Wichtige Auswirkungen für Arbeitgeber durch Betriebsrentenstärkungsgesetz 2018 (BRSG -bereits verabschiedet)

Betriebliche Altersvorsorge

  1. Ausbau der Fördergrenze von 4 auf 8 % der Beitragsbemessungsgrenze West- somit ab 2018 bis zu 520 Euro pro Monat steuerfrei umwandelbar – die Sozialabgabenerspanis bleibt aber weiterhin bei nur bei  4 % der Bemessungsgrenze.
  1. Besondere Förderung der Entgeltumwandlung für Geringverdiener ( 2.200 Euro pro Monat Bruttobezüge) als freiwillige Leistung des AG, wenn dieser mindestens 240 bis 480 Euro pro Jahr für den Arbeitnehmer in einen neuen BAV-Vertrag einzahlt.
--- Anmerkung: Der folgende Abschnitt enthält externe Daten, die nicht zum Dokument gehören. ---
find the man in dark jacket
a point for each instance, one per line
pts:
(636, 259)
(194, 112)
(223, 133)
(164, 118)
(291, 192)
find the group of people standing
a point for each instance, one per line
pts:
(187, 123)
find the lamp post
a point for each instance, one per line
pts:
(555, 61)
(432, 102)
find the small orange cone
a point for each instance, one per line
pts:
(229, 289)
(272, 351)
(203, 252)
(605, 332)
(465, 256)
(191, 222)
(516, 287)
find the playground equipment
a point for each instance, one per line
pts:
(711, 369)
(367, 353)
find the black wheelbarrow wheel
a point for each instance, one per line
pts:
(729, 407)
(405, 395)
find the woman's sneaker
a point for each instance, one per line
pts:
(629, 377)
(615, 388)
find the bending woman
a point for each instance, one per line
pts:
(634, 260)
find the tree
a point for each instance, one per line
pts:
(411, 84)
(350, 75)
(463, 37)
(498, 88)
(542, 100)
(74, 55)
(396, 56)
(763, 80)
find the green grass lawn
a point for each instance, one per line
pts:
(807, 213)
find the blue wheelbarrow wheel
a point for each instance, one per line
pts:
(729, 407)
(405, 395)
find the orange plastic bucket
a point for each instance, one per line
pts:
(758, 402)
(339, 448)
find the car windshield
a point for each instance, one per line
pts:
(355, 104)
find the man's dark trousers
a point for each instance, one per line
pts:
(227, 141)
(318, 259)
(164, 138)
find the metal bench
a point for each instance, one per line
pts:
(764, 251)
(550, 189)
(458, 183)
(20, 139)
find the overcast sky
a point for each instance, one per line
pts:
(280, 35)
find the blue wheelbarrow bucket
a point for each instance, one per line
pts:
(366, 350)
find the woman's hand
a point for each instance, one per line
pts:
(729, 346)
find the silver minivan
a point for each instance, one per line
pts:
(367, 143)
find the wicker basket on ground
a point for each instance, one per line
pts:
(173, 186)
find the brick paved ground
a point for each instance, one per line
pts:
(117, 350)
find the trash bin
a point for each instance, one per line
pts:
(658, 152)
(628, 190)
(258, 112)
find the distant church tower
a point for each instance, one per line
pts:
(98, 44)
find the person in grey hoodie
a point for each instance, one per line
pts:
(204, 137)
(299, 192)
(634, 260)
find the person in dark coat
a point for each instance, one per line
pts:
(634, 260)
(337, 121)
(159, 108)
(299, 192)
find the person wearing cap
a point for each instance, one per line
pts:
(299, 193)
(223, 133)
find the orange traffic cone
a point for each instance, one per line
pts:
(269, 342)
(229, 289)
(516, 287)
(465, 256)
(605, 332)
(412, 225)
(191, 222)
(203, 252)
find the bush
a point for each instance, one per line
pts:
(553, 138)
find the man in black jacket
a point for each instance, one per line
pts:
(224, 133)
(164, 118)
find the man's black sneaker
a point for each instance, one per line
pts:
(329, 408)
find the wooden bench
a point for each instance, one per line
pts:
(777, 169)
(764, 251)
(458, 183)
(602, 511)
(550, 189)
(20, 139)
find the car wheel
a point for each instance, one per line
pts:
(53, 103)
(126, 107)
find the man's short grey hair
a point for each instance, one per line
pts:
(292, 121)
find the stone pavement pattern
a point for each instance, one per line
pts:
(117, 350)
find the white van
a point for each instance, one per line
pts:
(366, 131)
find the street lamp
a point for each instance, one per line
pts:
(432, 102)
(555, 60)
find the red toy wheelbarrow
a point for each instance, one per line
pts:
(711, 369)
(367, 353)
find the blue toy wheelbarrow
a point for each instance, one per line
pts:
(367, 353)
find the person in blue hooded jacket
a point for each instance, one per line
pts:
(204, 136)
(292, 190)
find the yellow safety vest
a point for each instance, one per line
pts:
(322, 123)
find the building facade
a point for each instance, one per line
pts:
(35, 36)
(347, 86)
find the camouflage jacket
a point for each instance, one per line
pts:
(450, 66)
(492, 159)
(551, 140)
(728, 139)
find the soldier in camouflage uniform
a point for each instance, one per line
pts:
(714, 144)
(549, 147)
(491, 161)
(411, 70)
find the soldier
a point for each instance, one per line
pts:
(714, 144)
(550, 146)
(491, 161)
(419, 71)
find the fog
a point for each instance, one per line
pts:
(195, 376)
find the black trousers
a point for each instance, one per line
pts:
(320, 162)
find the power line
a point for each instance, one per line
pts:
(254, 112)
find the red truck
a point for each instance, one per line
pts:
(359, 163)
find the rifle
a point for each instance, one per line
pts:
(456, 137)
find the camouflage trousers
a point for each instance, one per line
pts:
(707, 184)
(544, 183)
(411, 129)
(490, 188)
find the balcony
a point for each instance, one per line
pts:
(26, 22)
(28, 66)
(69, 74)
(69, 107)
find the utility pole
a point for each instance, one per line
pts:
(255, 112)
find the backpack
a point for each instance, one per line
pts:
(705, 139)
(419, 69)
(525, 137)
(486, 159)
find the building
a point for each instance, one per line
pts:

    Der AG kann dann als Gegenfinanzierung seines Einsatzes 30 % des Beitrags von der abzuführenden Einkommenssteuer des Arbeitnehmers einbehalten – somit sind bis zu zwischen 72 und 144 Euro Rückfluss des Arbeitgebers möglich.
    Aber Achtung:  wenn Einkommensvoraussetzungen nicht (mehr) erfüllt sind entfällt diese Förderungen und was passiert dann mit dem Vertrag ?
  1. Zuschussverpflichtung des Arbeitgebers für neue Entgeltumwandlungen ab dem 1.1.2019 mit 15 %, wenn er Sozialversicherungsbeiträge einspart. Für schon laufende Entgeltumwandlungen wird die Bezuschussung zum 1.1.2022 verpflichtend. Hier ist auf jeden Fall zu empfehlen, zeitnah eine für die Mitarbeiter mit einem Bestandsvertrag eine sinnvolle Lösung zu schaffen, damit Sie gegenüber einem Neuvertragsabschließer nicht schlechter gestellt werden.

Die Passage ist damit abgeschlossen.